Temps de parole accordé par sexe

L’arabe est la première langue de débats. Le français à la traîne

Les débats et interventions en langue arabe et darija ont représenté plus de 70% du volume horaire global consacré aux élections. Viennent ensuite la langue amazighe avec 16,73% puis le français à hauteur de 12,74%. La prédominance de la langue arabe s’explique par "le cahier de charges imposé à la chaîne nationale Al Aoula", selon un responsable au sein de la SNRT. Le fait que la langue amazighe "dans ses trois expressions différentes" prend de l’avance sur la langue française est dû à "l’existence d’Al Amazighia, une chaîne dont 70% des programmes sont en langue amazighe".

Qui sont les principaux invités à ces émissions? 37,05% des programmes ont fait appel à des professeurs universitaires et des experts contre 22,61% qui n'ont invité que des hommes politiques. Le milieu associatif est représenté à hauteur de 10,64% des intervenants. Les citoyens ont eux aussi un temps de parole qui est estimé à 12,48% du total des interventions. Le sujet le plus évoqué sur les plateaux de télévision durant la période électorale se rapporte aux lois encadrant les élections auquel a été consacré pas moins de 47,52% du total des interventions.

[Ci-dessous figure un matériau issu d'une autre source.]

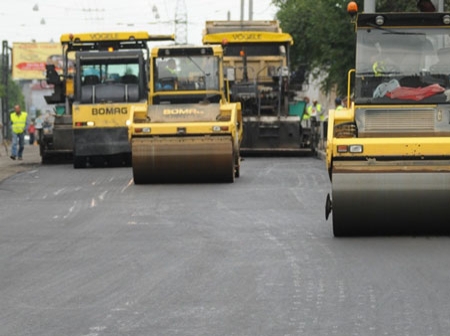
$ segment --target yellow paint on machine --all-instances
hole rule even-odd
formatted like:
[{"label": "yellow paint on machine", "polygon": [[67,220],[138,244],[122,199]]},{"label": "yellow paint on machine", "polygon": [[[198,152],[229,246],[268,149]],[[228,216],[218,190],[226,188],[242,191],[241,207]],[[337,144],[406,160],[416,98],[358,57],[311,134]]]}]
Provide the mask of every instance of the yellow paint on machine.
[{"label": "yellow paint on machine", "polygon": [[77,122],[92,121],[95,127],[126,127],[133,110],[147,109],[146,103],[93,104],[73,106],[74,127]]}]

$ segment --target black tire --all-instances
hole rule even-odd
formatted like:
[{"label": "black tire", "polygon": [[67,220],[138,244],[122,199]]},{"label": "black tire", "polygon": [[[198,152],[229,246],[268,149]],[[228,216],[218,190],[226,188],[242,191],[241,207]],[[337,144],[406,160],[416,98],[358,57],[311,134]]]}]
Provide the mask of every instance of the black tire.
[{"label": "black tire", "polygon": [[236,157],[235,161],[236,163],[234,166],[234,177],[239,177],[241,176],[241,159],[239,155]]},{"label": "black tire", "polygon": [[86,167],[86,158],[82,156],[73,156],[73,168],[80,169]]}]

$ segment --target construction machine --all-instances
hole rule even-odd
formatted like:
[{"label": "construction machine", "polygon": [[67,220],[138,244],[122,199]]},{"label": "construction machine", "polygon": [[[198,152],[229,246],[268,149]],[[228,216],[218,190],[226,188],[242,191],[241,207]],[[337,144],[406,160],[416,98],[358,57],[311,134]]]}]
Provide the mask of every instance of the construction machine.
[{"label": "construction machine", "polygon": [[239,177],[242,113],[225,95],[222,55],[220,45],[152,49],[149,105],[130,120],[135,184]]},{"label": "construction machine", "polygon": [[50,96],[44,96],[44,98],[47,104],[55,107],[51,114],[52,121],[49,120],[51,116],[47,114],[45,120],[41,121],[42,129],[37,130],[37,142],[43,164],[73,161],[71,106],[74,94],[74,79],[71,73],[73,67],[69,67],[70,60],[68,53],[65,53],[65,49],[63,44],[62,67],[57,67],[53,63],[45,66],[46,81],[47,84],[53,85],[53,93]]},{"label": "construction machine", "polygon": [[305,102],[291,89],[291,35],[274,21],[207,21],[203,44],[222,44],[231,101],[240,102],[242,153],[310,152]]},{"label": "construction machine", "polygon": [[62,75],[47,65],[55,90],[46,100],[56,104],[56,116],[52,137],[41,144],[43,160],[65,151],[74,168],[130,166],[126,123],[148,104],[148,42],[170,40],[174,35],[143,31],[62,35]]},{"label": "construction machine", "polygon": [[450,13],[348,9],[354,99],[329,113],[326,218],[335,236],[448,234]]}]

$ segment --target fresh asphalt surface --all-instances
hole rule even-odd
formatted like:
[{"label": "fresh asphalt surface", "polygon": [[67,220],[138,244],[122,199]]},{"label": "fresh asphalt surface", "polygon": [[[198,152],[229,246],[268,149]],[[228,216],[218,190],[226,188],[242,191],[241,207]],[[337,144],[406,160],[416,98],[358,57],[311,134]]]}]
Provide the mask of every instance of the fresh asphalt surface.
[{"label": "fresh asphalt surface", "polygon": [[450,330],[448,237],[334,238],[322,160],[246,158],[234,184],[27,168],[0,182],[1,336]]}]

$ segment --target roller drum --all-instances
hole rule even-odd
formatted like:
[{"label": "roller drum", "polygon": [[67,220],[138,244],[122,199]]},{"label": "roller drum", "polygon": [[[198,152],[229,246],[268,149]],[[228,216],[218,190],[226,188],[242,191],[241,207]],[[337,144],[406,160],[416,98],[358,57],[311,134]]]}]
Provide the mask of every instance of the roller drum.
[{"label": "roller drum", "polygon": [[450,172],[335,173],[335,236],[450,233]]},{"label": "roller drum", "polygon": [[233,182],[232,138],[134,138],[132,166],[135,184]]}]

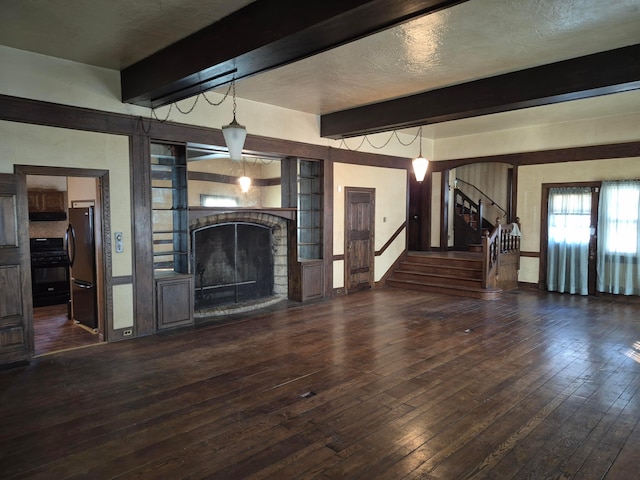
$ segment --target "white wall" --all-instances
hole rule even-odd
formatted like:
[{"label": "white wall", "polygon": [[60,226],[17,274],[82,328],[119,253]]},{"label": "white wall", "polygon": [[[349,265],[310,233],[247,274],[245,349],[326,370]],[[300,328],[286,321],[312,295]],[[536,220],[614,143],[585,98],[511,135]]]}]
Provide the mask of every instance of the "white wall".
[{"label": "white wall", "polygon": [[[151,118],[151,111],[144,107],[123,104],[120,100],[119,72],[83,65],[76,62],[47,57],[40,54],[0,46],[0,94],[60,103],[89,109],[116,112],[143,118]],[[242,95],[242,82],[237,85]],[[212,101],[219,101],[221,94],[208,93]],[[183,109],[193,105],[195,99],[180,102]],[[249,134],[292,140],[334,148],[355,148],[360,151],[413,157],[419,146],[404,146],[392,139],[386,147],[375,148],[387,142],[391,134],[369,137],[373,144],[362,143],[360,138],[350,139],[347,145],[319,136],[319,118],[315,115],[292,111],[271,105],[238,98],[237,117],[246,125]],[[178,113],[176,108],[159,109],[160,118],[192,125],[220,128],[232,118],[232,105],[225,101],[219,107],[210,106],[200,98],[189,115]],[[413,140],[415,132],[400,133],[402,142]],[[0,142],[3,155],[0,171],[12,173],[15,164],[64,166],[107,169],[110,175],[111,230],[124,233],[123,254],[113,255],[114,276],[132,274],[131,261],[131,198],[129,178],[129,144],[124,136],[105,135],[52,127],[42,127],[12,122],[0,122]],[[359,146],[361,144],[361,146]],[[423,152],[433,155],[433,142],[425,139]],[[357,166],[337,166],[336,181],[342,185],[376,188],[378,208],[376,219],[376,248],[381,247],[405,220],[406,172],[394,169],[369,169]],[[355,174],[354,174],[355,172]],[[353,180],[352,180],[353,179]],[[275,188],[264,192],[263,201],[277,200]],[[398,199],[401,199],[398,200]],[[338,195],[337,202],[343,204]],[[389,205],[388,207],[386,205]],[[383,206],[384,205],[384,206]],[[401,205],[401,207],[399,206]],[[386,222],[382,217],[386,217]],[[343,229],[343,215],[334,218],[334,229]],[[335,228],[337,227],[337,228]],[[400,235],[382,257],[376,258],[376,279],[381,278],[389,265],[404,249],[405,236]],[[378,244],[378,242],[382,242]],[[340,240],[338,245],[342,245]],[[342,248],[342,247],[340,247]],[[338,276],[339,279],[342,275]],[[114,328],[133,325],[133,292],[131,285],[114,287]]]},{"label": "white wall", "polygon": [[[438,160],[443,160],[638,141],[640,140],[638,125],[640,125],[640,114],[628,114],[445,138],[436,141],[434,155]],[[628,178],[640,178],[640,157],[520,167],[516,216],[520,217],[522,223],[522,250],[533,254],[540,252],[540,207],[543,183]],[[433,187],[439,195],[439,180],[436,182],[434,179]],[[437,217],[439,207],[435,197],[436,193],[434,193],[433,206],[434,216]],[[432,240],[435,240],[439,219],[434,218],[433,227]],[[537,284],[538,268],[538,258],[522,258],[519,280]]]},{"label": "white wall", "polygon": [[[13,173],[14,165],[73,167],[109,171],[111,231],[123,232],[124,253],[112,256],[113,276],[132,274],[129,139],[120,135],[82,132],[63,128],[0,121],[3,155],[0,172]],[[124,286],[118,291],[132,286]],[[114,304],[126,311],[114,317],[114,328],[133,325],[131,295],[116,296]]]},{"label": "white wall", "polygon": [[[375,188],[375,249],[380,250],[407,219],[407,172],[394,168],[334,163],[333,253],[344,254],[345,187]],[[375,258],[379,281],[406,246],[406,228],[389,248]],[[344,261],[333,264],[333,287],[344,287]]]}]

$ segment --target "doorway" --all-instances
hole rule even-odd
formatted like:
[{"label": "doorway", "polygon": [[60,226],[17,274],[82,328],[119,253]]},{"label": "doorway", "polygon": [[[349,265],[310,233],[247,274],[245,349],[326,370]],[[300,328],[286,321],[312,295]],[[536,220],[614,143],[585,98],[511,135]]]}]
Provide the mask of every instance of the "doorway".
[{"label": "doorway", "polygon": [[[37,254],[33,251],[34,242],[52,245],[50,254],[58,261],[64,257],[67,277],[66,292],[59,292],[49,299],[37,298],[35,290],[41,289],[34,288],[30,326],[32,355],[48,355],[105,342],[109,322],[105,314],[104,238],[108,235],[108,222],[104,221],[104,215],[105,212],[108,214],[108,203],[104,201],[104,191],[108,188],[108,173],[103,170],[32,166],[16,166],[16,173],[24,175],[29,197],[30,221],[27,228],[32,244],[31,258]],[[54,196],[62,200],[55,205],[36,207],[33,203],[40,192],[55,193]],[[32,210],[36,208],[41,211],[34,215]],[[85,213],[91,218],[81,215]],[[81,225],[74,225],[75,229],[71,229],[70,225],[78,222],[79,215],[87,218],[89,230]],[[76,258],[71,266],[69,258],[73,256]],[[33,273],[33,266],[31,271],[33,285],[38,278]],[[90,273],[90,278],[84,278],[86,272]]]},{"label": "doorway", "polygon": [[373,287],[375,261],[374,188],[345,187],[345,287],[346,291]]}]

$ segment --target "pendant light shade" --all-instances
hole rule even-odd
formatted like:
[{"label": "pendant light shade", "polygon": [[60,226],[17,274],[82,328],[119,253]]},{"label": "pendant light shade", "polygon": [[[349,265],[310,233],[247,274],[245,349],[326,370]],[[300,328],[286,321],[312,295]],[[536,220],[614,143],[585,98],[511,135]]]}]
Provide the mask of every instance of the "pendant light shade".
[{"label": "pendant light shade", "polygon": [[422,127],[418,130],[418,136],[420,137],[420,153],[411,163],[413,164],[413,173],[416,176],[416,180],[422,182],[427,174],[427,168],[429,168],[429,160],[422,156]]},{"label": "pendant light shade", "polygon": [[247,176],[242,176],[238,179],[238,183],[240,184],[240,190],[243,193],[247,193],[249,191],[249,187],[251,187],[251,179]]},{"label": "pendant light shade", "polygon": [[413,173],[416,175],[416,180],[421,182],[424,180],[424,176],[427,174],[427,168],[429,168],[429,160],[420,156],[414,158],[413,161]]},{"label": "pendant light shade", "polygon": [[247,193],[249,191],[249,187],[251,187],[251,179],[247,177],[247,165],[242,160],[242,176],[238,179],[238,183],[240,184],[240,190],[242,193]]},{"label": "pendant light shade", "polygon": [[229,125],[222,127],[222,135],[224,136],[224,143],[227,144],[227,149],[229,150],[229,157],[231,157],[231,160],[239,162],[242,159],[242,149],[244,148],[244,141],[247,138],[247,129],[236,120],[235,79],[231,83],[231,89],[233,92],[233,121]]},{"label": "pendant light shade", "polygon": [[231,157],[231,160],[239,162],[242,158],[244,141],[247,138],[247,129],[236,121],[236,116],[234,115],[233,121],[229,125],[222,127],[222,135],[229,149],[229,157]]}]

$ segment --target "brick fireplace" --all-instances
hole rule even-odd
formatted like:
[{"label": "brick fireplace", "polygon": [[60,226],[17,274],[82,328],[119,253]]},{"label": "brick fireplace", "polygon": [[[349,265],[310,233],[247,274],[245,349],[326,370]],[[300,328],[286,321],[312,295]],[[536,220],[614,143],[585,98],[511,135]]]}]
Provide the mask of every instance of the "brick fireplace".
[{"label": "brick fireplace", "polygon": [[190,211],[196,318],[287,298],[289,217],[289,210]]}]

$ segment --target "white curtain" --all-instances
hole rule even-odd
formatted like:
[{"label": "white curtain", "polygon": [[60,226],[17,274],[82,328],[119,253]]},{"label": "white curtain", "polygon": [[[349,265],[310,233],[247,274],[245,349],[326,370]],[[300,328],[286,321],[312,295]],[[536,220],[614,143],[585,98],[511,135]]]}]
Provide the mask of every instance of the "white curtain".
[{"label": "white curtain", "polygon": [[591,189],[549,189],[547,289],[589,294]]},{"label": "white curtain", "polygon": [[640,181],[602,182],[598,208],[600,292],[640,295]]}]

Temps de parole accordé par langues

Ce que recommande la HACA en période d’élections

Publié le 20 juillet dernier, un communiqué relevant du Conseil supérieur de la communication audiovisuelle a fixé les règles de couverture des élections communales et régionales. Ce document insiste sur les "principes de la neutralité, d’honnêteté, d’objectivité, d’équilibre et de pluralisme" dans une période où les médias devraient permettre à l’ensemble des partis élus d’avoir leur mot à dire.

La période des élections est scindée en deux phases pour les supports audiovisuels. "Une première partie pré-électorale où des quotas de temps sont établis : 60% du temps de parole est accordé aux partis de la majorité parlementaire, 30% aux partis de l’opposition et 10% aux syndicats et aux petits partis non représentés au parlement", détaille le responsable de la SNRT.

Un procédé qui n'est plus d'actualité une fois la période de la campagne électorale entamée (15 jours avant la date des élections). "Les partis sont répartis différemment durant cette phase: ils sont partagés entre les formations qui ont des groupes parlementaires, ceux qui sont représentés au parlement mais qui n’ont pas de groupe parlementaire et enfin ceux qui ne sont pas représentés au parlement", précise notre interlocuteur: "Un tirage au sort est alors effectué pour que les interventions et spots des partis soient réparties selon un planning équilibré".

Que se passe-t-il si un support ne respecte pas les règles édictées par la HACA? "La chaîne ou antenne de radio reçoit un premier avertissement, puis un deuxième. Si une troisième manquement est constaté, la Haute autorité peut émettre une sanction pécuniaire", répond le responsable de la SNRT. "Il n’y a, cela dit, pas de texte précis régissant les sanctions dans ces cas", conclut notre source.